Visa senior business leader of travel services Ann Kloepfer said management has taken a more active role in meetings and events. "Senior management has taken a very active role. We have an attendance report that goes up to senior management every Friday for upcoming trade shows and events and they're actually looking at how many Visa employees are attending an event, whereas a year ago that never would have been the case."
Several buyers discussed demand management in action, as they have modified booking tools to ask travelers about the necessity of a trip or offer alternatives to the journey before proceeding to booking.
Among those in attendance during a breakout session on change management, several said they have recently put such enhancements in place, including PricewaterhouseCoopers' McGlinn. "When you go into our online booking tool and someone puts in their destination, it will pop immediately and ask them could they potentially be using one of our virtual meeting tools instead of taking the trip," McGlinn said.
Even before the company instituted that change, PwC said virtual meetings increased 79 percent, which in some cases have helped curb travel. "Our virtual meetings have increased significantly over the last several years and our travel transactions have been declining—not at the exact same rate, but there is a correlation."
Schering-Plough's Allen said the company also has been pushing remote conferencing options, though he has seen more evidence of those options supplementing, rather than supplanting, travel.
"We've had a push for alternatives to travel in the last three years," Allen said. "The interesting thing is we wanted to see if there was an inverse relationship where the use of those alternatives goes up and travel transactions come down. What we found was, even though those alternatives were going up, our travel transactions were going up as well.
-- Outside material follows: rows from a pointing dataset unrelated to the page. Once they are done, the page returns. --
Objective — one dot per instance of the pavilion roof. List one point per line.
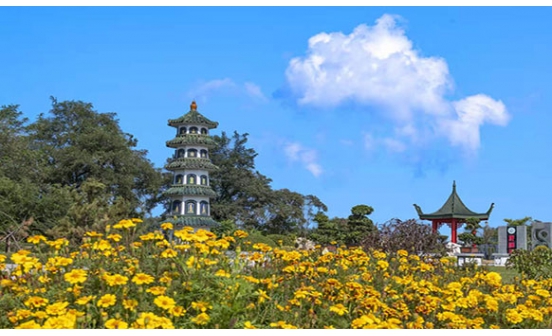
(453, 208)
(193, 221)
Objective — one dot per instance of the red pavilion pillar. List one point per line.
(453, 227)
(434, 226)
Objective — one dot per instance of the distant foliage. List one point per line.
(535, 264)
(256, 238)
(410, 235)
(286, 240)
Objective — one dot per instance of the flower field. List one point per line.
(118, 279)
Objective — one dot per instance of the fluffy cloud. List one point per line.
(254, 90)
(308, 157)
(377, 66)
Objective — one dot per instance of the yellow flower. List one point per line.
(115, 237)
(169, 253)
(36, 302)
(36, 239)
(492, 304)
(493, 279)
(142, 278)
(58, 308)
(339, 309)
(75, 276)
(84, 300)
(241, 234)
(107, 300)
(116, 324)
(513, 316)
(201, 319)
(116, 280)
(125, 224)
(130, 304)
(60, 322)
(283, 325)
(382, 265)
(157, 290)
(402, 253)
(28, 325)
(164, 302)
(543, 292)
(93, 234)
(177, 311)
(262, 296)
(201, 306)
(167, 226)
(248, 325)
(191, 261)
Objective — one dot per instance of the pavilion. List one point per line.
(453, 213)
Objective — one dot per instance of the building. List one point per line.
(190, 192)
(453, 213)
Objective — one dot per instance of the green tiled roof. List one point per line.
(193, 117)
(191, 163)
(454, 208)
(190, 190)
(192, 139)
(193, 221)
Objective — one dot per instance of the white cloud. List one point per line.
(394, 145)
(308, 157)
(378, 66)
(369, 142)
(346, 142)
(254, 90)
(206, 89)
(472, 112)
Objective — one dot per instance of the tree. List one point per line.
(79, 144)
(519, 222)
(313, 206)
(328, 231)
(285, 213)
(359, 225)
(410, 235)
(242, 192)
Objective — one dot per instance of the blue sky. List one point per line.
(373, 105)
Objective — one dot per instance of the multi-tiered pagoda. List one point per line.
(190, 192)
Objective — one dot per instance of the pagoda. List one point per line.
(453, 213)
(190, 191)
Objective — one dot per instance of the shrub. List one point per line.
(535, 264)
(286, 240)
(255, 238)
(410, 235)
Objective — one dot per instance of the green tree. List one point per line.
(327, 231)
(359, 225)
(242, 192)
(79, 144)
(519, 222)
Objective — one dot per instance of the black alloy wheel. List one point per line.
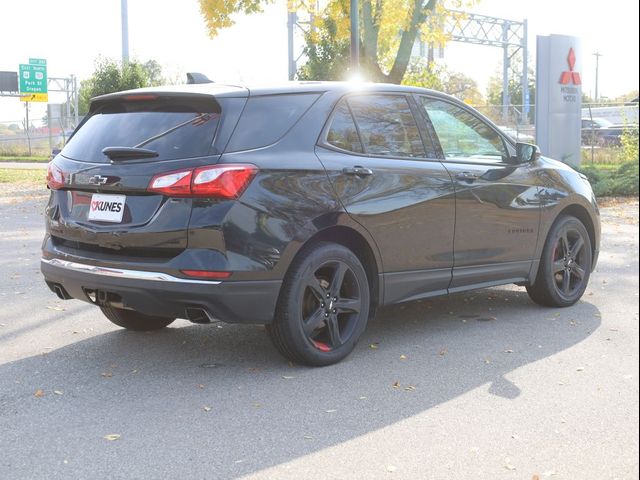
(330, 305)
(323, 307)
(565, 265)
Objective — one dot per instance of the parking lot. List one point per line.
(478, 385)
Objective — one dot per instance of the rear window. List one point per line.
(175, 128)
(267, 118)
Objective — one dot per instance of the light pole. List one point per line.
(124, 15)
(355, 37)
(597, 55)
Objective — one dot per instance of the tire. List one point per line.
(323, 306)
(133, 320)
(565, 265)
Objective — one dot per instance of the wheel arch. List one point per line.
(361, 247)
(582, 214)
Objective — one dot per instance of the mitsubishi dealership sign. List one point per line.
(559, 97)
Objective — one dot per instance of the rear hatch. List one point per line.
(101, 201)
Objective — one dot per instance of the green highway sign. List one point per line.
(32, 79)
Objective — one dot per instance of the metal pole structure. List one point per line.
(75, 100)
(67, 113)
(26, 127)
(505, 75)
(525, 75)
(124, 13)
(355, 37)
(597, 55)
(291, 23)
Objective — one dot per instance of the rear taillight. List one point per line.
(216, 181)
(55, 177)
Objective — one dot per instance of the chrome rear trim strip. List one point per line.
(122, 273)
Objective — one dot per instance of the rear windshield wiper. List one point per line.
(128, 153)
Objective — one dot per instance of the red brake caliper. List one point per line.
(323, 347)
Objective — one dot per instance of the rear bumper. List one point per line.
(158, 293)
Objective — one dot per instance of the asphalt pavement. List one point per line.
(482, 385)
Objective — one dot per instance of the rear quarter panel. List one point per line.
(563, 187)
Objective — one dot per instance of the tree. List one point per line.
(388, 30)
(494, 89)
(112, 76)
(421, 73)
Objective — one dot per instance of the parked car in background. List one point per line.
(305, 207)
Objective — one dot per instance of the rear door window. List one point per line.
(174, 128)
(387, 126)
(462, 135)
(266, 118)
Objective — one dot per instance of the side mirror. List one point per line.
(526, 152)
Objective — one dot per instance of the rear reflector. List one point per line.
(215, 181)
(206, 274)
(55, 177)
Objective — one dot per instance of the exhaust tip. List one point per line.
(199, 315)
(60, 291)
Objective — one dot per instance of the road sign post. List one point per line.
(32, 79)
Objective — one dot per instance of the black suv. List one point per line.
(304, 207)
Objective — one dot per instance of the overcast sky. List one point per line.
(71, 33)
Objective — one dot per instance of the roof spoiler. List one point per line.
(195, 77)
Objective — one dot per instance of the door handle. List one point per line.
(358, 171)
(467, 176)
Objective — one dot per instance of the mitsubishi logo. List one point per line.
(570, 76)
(98, 180)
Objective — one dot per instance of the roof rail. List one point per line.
(195, 77)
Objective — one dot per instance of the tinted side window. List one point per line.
(343, 133)
(463, 135)
(267, 118)
(386, 125)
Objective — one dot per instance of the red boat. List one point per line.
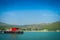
(14, 30)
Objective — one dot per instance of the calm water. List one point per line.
(32, 36)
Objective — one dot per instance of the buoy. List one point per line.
(14, 29)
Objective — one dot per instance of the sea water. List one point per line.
(31, 36)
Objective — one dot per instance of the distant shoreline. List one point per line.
(41, 31)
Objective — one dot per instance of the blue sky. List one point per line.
(21, 12)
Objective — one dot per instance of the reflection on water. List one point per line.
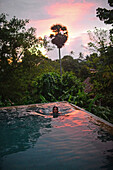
(73, 141)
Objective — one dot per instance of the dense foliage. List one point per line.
(26, 76)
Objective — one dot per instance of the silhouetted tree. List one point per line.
(106, 15)
(59, 38)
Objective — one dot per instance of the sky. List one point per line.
(78, 16)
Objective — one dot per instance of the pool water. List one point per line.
(75, 140)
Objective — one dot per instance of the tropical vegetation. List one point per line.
(27, 76)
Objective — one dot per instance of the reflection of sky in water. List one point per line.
(76, 141)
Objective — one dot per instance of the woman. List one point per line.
(55, 112)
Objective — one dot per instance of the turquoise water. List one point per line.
(69, 142)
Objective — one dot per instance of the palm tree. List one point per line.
(59, 38)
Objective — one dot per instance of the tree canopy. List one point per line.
(106, 15)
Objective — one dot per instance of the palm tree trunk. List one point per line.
(60, 63)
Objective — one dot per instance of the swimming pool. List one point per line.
(75, 140)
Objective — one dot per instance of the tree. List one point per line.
(59, 38)
(106, 15)
(15, 40)
(102, 62)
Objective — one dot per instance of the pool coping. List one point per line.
(75, 106)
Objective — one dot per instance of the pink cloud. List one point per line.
(69, 14)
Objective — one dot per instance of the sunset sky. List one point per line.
(78, 16)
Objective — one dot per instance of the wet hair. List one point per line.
(54, 108)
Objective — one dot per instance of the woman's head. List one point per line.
(55, 109)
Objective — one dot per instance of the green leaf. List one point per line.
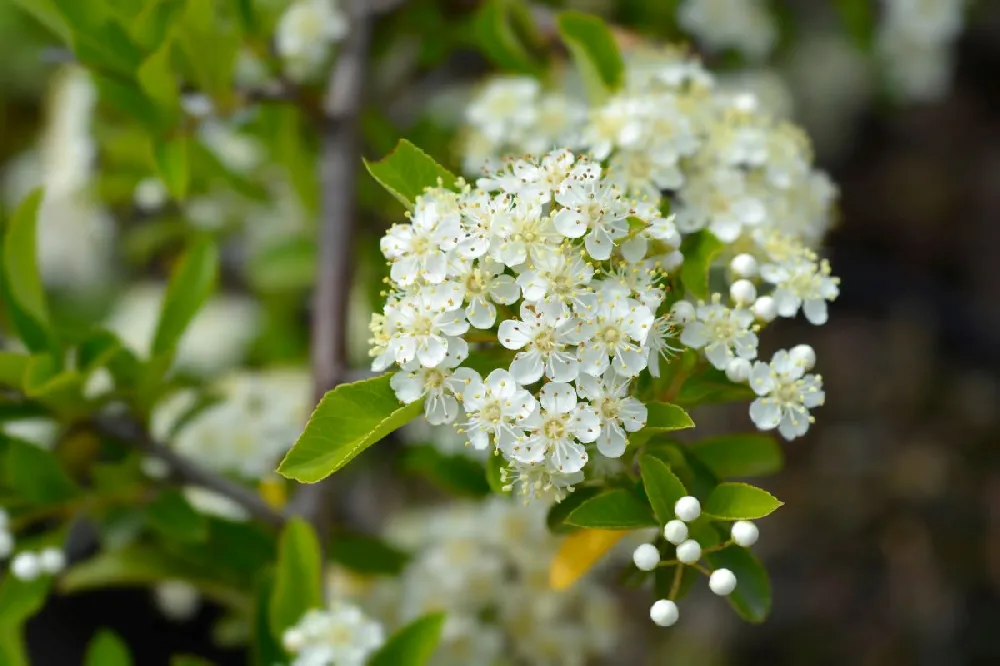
(407, 171)
(740, 501)
(107, 649)
(662, 417)
(594, 51)
(190, 285)
(348, 420)
(412, 645)
(749, 454)
(699, 251)
(170, 158)
(298, 581)
(617, 509)
(455, 474)
(752, 597)
(495, 32)
(171, 515)
(22, 282)
(366, 555)
(663, 488)
(560, 511)
(35, 475)
(12, 367)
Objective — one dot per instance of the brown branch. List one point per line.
(131, 432)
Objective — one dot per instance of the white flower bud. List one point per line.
(646, 557)
(742, 292)
(675, 532)
(743, 265)
(52, 560)
(689, 552)
(687, 508)
(25, 566)
(738, 370)
(6, 543)
(682, 311)
(722, 582)
(664, 613)
(745, 533)
(803, 355)
(765, 309)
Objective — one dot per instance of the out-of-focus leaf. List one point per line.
(348, 420)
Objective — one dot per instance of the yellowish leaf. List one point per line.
(578, 553)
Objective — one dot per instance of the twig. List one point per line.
(131, 432)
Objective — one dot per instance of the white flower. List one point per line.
(339, 636)
(556, 432)
(544, 337)
(616, 337)
(426, 321)
(439, 384)
(724, 334)
(617, 410)
(786, 395)
(496, 408)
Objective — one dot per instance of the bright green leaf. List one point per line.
(107, 649)
(594, 51)
(752, 597)
(699, 251)
(170, 158)
(455, 474)
(190, 285)
(171, 515)
(407, 171)
(748, 454)
(739, 501)
(298, 581)
(616, 509)
(662, 417)
(35, 475)
(21, 281)
(412, 645)
(348, 420)
(663, 488)
(366, 555)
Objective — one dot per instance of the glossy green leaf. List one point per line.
(739, 501)
(752, 597)
(594, 51)
(455, 474)
(21, 280)
(298, 579)
(663, 488)
(35, 475)
(413, 645)
(190, 285)
(662, 417)
(170, 158)
(700, 250)
(171, 515)
(617, 509)
(107, 649)
(366, 555)
(745, 454)
(407, 171)
(348, 420)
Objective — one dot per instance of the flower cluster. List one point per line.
(915, 41)
(339, 636)
(487, 567)
(688, 552)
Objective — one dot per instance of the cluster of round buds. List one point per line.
(29, 565)
(688, 552)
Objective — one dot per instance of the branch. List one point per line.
(132, 433)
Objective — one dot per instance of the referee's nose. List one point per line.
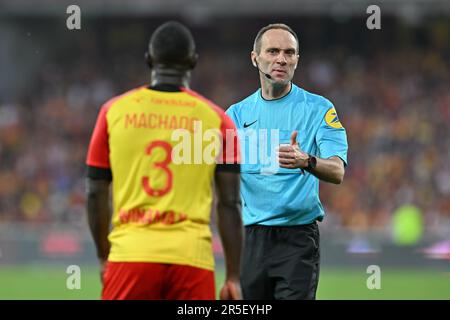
(281, 59)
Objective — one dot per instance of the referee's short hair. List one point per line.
(172, 44)
(282, 26)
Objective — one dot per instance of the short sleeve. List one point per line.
(331, 138)
(230, 147)
(98, 152)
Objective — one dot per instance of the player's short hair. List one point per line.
(282, 26)
(172, 44)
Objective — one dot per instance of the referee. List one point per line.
(281, 207)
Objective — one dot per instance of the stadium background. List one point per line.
(390, 86)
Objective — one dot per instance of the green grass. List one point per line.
(44, 282)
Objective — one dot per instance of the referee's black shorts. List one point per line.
(281, 262)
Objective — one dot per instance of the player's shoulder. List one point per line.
(248, 101)
(116, 100)
(204, 104)
(316, 100)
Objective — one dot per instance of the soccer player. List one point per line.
(281, 206)
(160, 243)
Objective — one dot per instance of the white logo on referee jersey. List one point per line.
(74, 279)
(73, 22)
(374, 280)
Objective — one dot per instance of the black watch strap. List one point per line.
(312, 162)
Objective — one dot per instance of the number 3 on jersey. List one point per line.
(162, 165)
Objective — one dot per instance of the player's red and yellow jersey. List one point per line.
(161, 207)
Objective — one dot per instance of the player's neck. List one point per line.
(170, 76)
(271, 91)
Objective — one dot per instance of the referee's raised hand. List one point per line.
(291, 156)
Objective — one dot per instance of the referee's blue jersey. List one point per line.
(277, 196)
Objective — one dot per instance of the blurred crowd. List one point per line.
(393, 102)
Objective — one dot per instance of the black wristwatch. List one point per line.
(312, 162)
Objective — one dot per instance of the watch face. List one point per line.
(312, 161)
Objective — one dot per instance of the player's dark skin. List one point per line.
(227, 193)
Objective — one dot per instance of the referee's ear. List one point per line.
(148, 60)
(298, 59)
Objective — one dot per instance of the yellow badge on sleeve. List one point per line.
(332, 119)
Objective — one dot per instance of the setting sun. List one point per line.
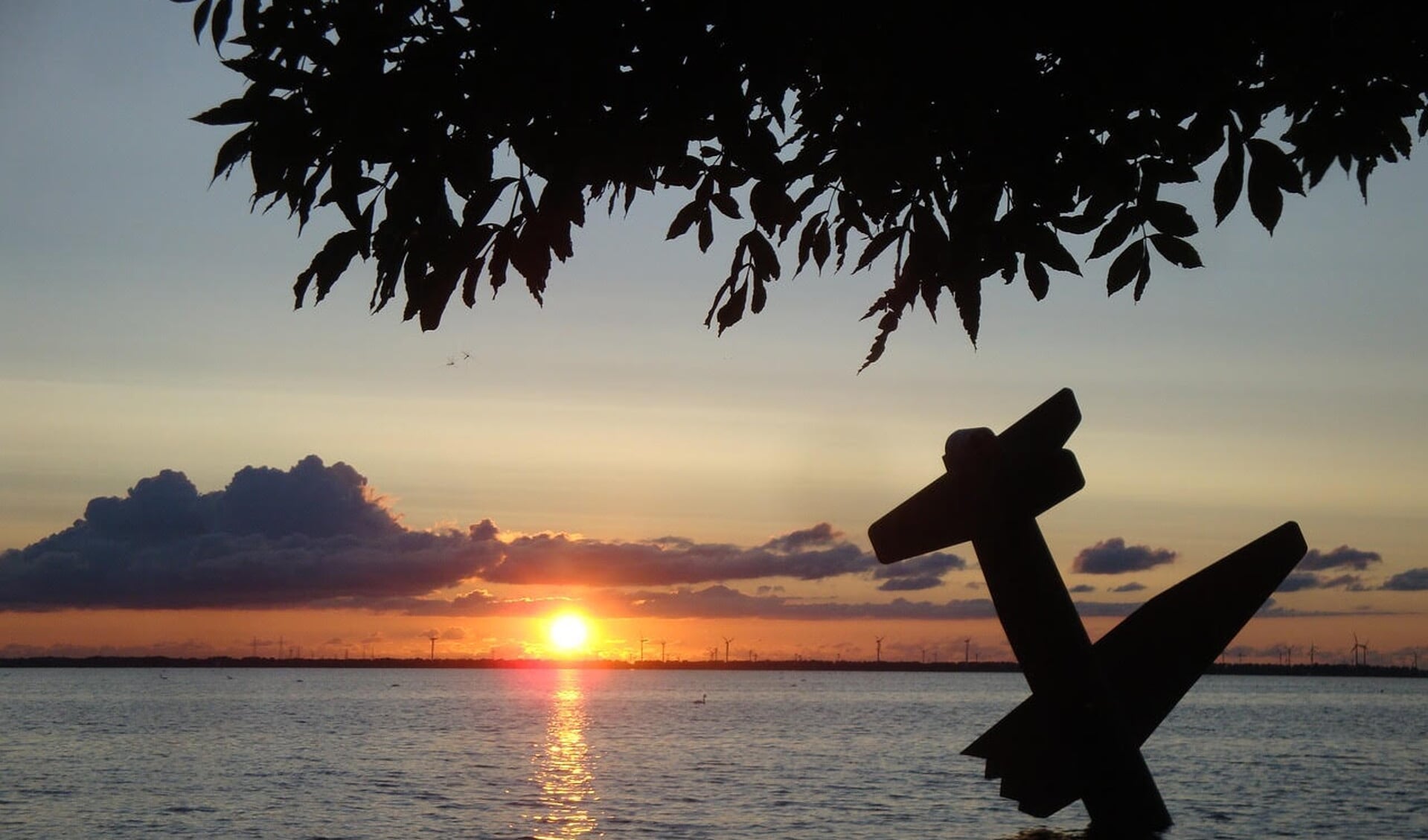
(569, 632)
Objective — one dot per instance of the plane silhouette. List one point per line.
(1092, 706)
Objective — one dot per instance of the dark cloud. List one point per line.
(269, 539)
(1115, 557)
(806, 554)
(1341, 557)
(918, 573)
(722, 602)
(1411, 580)
(1301, 580)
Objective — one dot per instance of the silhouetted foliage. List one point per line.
(461, 141)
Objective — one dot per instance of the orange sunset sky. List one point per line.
(190, 467)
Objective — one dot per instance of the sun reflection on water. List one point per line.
(564, 765)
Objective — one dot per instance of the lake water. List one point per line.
(307, 753)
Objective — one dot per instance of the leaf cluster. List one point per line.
(964, 146)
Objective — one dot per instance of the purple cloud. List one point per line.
(1341, 557)
(1411, 580)
(1115, 557)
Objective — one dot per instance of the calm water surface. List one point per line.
(509, 754)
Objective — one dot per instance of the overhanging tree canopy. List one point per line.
(958, 144)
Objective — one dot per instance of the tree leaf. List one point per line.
(822, 246)
(1171, 219)
(1275, 166)
(733, 309)
(230, 153)
(200, 16)
(1037, 279)
(1266, 200)
(766, 262)
(705, 229)
(1048, 249)
(220, 23)
(1115, 232)
(1177, 250)
(686, 217)
(1143, 279)
(1126, 266)
(470, 280)
(967, 296)
(877, 246)
(228, 113)
(1232, 178)
(726, 205)
(327, 266)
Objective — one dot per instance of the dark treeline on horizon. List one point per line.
(800, 664)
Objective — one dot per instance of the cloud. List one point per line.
(722, 602)
(1411, 580)
(1115, 557)
(1341, 557)
(918, 573)
(1303, 580)
(557, 559)
(269, 539)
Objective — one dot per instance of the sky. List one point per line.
(193, 467)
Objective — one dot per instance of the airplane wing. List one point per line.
(1150, 661)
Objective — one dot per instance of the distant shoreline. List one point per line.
(226, 661)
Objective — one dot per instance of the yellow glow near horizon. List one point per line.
(569, 633)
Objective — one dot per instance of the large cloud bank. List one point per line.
(318, 536)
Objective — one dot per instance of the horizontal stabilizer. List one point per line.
(1020, 473)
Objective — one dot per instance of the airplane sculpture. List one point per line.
(1092, 706)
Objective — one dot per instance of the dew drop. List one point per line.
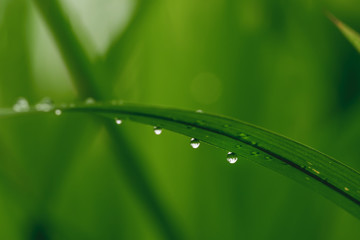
(45, 105)
(157, 130)
(255, 153)
(22, 105)
(90, 100)
(231, 157)
(58, 112)
(118, 121)
(195, 143)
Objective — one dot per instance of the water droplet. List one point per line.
(90, 100)
(231, 157)
(157, 130)
(118, 121)
(200, 122)
(22, 105)
(45, 105)
(195, 143)
(58, 112)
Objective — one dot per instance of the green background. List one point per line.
(281, 65)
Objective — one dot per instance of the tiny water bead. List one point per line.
(58, 112)
(255, 154)
(89, 100)
(195, 143)
(118, 121)
(157, 130)
(45, 105)
(231, 157)
(22, 105)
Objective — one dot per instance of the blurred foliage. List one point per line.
(280, 64)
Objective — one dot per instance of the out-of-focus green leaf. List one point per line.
(316, 170)
(349, 33)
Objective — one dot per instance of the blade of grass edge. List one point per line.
(85, 79)
(327, 176)
(349, 33)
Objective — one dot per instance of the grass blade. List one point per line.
(349, 33)
(87, 82)
(325, 175)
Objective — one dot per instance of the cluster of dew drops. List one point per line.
(47, 105)
(194, 143)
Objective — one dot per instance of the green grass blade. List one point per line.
(73, 53)
(124, 43)
(87, 81)
(349, 33)
(325, 175)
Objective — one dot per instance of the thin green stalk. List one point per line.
(86, 80)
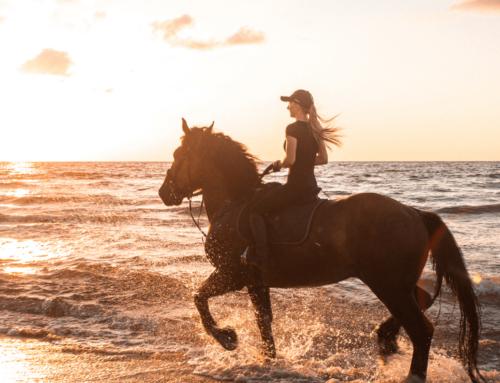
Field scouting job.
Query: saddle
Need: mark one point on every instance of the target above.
(286, 227)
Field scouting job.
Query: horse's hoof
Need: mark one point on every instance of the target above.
(413, 379)
(387, 348)
(227, 338)
(269, 354)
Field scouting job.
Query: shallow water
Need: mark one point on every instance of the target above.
(91, 259)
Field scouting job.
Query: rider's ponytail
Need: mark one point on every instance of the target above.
(324, 129)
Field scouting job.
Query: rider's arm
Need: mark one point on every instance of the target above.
(322, 155)
(291, 149)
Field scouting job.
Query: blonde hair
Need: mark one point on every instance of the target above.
(324, 129)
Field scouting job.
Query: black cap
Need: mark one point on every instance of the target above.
(301, 97)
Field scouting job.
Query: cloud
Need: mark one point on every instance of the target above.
(171, 28)
(49, 61)
(246, 35)
(99, 16)
(483, 6)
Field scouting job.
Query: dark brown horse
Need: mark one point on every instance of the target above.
(367, 236)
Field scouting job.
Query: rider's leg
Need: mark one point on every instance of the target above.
(275, 200)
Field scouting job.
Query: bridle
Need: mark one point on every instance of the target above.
(176, 192)
(178, 195)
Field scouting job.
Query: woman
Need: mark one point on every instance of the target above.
(306, 142)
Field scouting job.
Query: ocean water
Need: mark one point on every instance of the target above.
(91, 259)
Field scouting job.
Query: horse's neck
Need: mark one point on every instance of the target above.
(215, 194)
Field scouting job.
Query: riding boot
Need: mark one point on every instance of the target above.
(260, 256)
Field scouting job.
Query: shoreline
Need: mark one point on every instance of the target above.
(32, 360)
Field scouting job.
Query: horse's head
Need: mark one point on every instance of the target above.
(185, 175)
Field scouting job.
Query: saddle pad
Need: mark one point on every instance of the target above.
(287, 227)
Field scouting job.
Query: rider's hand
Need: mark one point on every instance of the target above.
(276, 166)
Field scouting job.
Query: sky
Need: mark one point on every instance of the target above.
(109, 80)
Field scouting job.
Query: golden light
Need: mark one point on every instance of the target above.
(18, 193)
(21, 256)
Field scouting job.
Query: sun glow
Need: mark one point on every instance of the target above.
(20, 256)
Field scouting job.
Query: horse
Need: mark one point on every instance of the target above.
(368, 236)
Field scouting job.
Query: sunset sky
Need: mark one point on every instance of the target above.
(110, 80)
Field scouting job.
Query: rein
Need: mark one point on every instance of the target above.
(264, 173)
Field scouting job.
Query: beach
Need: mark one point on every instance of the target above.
(97, 279)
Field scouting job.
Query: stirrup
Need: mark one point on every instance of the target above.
(244, 258)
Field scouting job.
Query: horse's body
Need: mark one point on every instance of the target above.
(368, 236)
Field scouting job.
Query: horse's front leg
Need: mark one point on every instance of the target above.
(262, 304)
(216, 284)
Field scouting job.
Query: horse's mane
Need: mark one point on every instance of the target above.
(230, 157)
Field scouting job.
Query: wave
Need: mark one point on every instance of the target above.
(16, 185)
(99, 199)
(68, 218)
(467, 209)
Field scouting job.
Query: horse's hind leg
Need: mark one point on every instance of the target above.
(406, 311)
(389, 329)
(216, 284)
(261, 301)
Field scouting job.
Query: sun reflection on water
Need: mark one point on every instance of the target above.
(20, 168)
(19, 256)
(18, 193)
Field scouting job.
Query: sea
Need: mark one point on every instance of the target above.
(92, 262)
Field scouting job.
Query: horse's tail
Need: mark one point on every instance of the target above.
(448, 262)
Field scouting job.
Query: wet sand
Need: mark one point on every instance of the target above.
(31, 360)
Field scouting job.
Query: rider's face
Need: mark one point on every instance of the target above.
(293, 107)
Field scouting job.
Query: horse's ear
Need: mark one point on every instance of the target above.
(211, 127)
(185, 128)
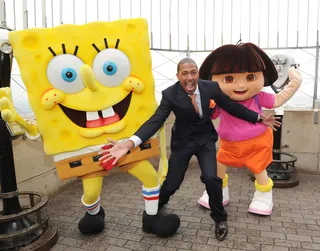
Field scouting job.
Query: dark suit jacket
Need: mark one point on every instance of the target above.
(188, 127)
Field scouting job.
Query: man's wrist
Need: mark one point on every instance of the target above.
(129, 144)
(136, 140)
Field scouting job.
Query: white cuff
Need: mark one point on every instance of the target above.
(136, 140)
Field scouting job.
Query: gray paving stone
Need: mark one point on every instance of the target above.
(294, 224)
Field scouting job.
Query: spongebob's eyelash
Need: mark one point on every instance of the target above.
(106, 44)
(64, 50)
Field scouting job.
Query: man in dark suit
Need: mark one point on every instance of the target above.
(192, 134)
I think it's a good thing. I don't know how much of that is offsetting travel or just increasing interaction between our colleagues."
Though Pirnat noted that newfound empowerment among buyers to change and enforce travel policy is "great news from a buyer perspective," he noted, "From a supplier side, it's disconcerting."
Several suppliers presenting at the conference shared that view, as representatives from Travelport, Continental Airlines and Marriott all discussed the corporate demand hit and its impact on deteriorating transactions.
Schering-Plough's Allen said increased scrutiny is not limited to what are considered high-ticket items like air tickets, but filtering into every component of the trip.
"Air only makes up 20 percent of our T&E costs," Allen said. "To look at air only would never get us to our goal, so we certainly look at every piece, and our partners are helping us take a look at all components across the board and what a total trip cost really looks like." Allen said such actions include "pushing people towards" lower-tier hotel options.
"Through policy changes, we've eliminated some car services previously seen as an entitlement within our organization," Allen said. "Even our restaurant spending—we're taking a real close look at where people are eating and what we're spending on it because it's a large component. When you put that number in front of the CFO and look at how much you're spending at restaurants in our industry—and it's necessary to some degree—it's a big number, but it's also a big opportunity."